Building on this work, junior faculty in the division, including Marc Gauthier, MD, and Richard Ramonell, MD, are improving biomarkers for better patient stratification, allowing for more targeted and effective therapies. Current biomarkers for asthma, such as absolute blood eosinophil numbers, fraction exhaled nitric oxide (FeNO), and serum IgE levels, do not adequately reflect the heterogeneity in the underlying immune and epithelial dysfunction driving disease. Research in the Ray and Wenzel labs have shown patients may present with very similar biomarkers at initial evaluation and yet may have district ongoing immune and epithelial dysfunction in their airways.

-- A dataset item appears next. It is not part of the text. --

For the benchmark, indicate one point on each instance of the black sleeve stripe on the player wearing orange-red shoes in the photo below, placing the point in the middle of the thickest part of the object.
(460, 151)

“In our published study, the biomarkers failed to distinguish between the two groups of patients with severe asthma since Type 2 (T2) cytokines (classically associated with asthma pathogenesis) was common to both, although the second group also harbored a heightened Type 1 (T1) response. The T1 response is poorly responsive to CSs or to the currently available T2-directed biologics and thus disease alleviation in these patients requires a different approach. The mixed T1/T2 phenotype in some severe asthma patients that we initially described has been replicated in studies of other asthma cohorts. These patients are among the sickest, but they are not readily distinguishable using the available biomarkers.”
Additional advances in asthma research have revealed a highly diverse landscape of asthma pathophysiology. This diversity largely reflects aberrant activation of one or more pathways in both immune and non-immune cells, which can vary substantially among individuals with asthma being influenced by gene-environment interactions. As a result, responses to environmental triggers depend on which biological pathways are active in each individual and how effectively these pathways are controlled by ongoing treatment.
As allergy seasons grow longer and asthma remains highly variable, PACCSM clinicians and researchers at Pitt are continuing to work towards a more personalized approach that accounts for each patient’s unique biology, environment, and lifestyle, with the goal of improving control and quality of life.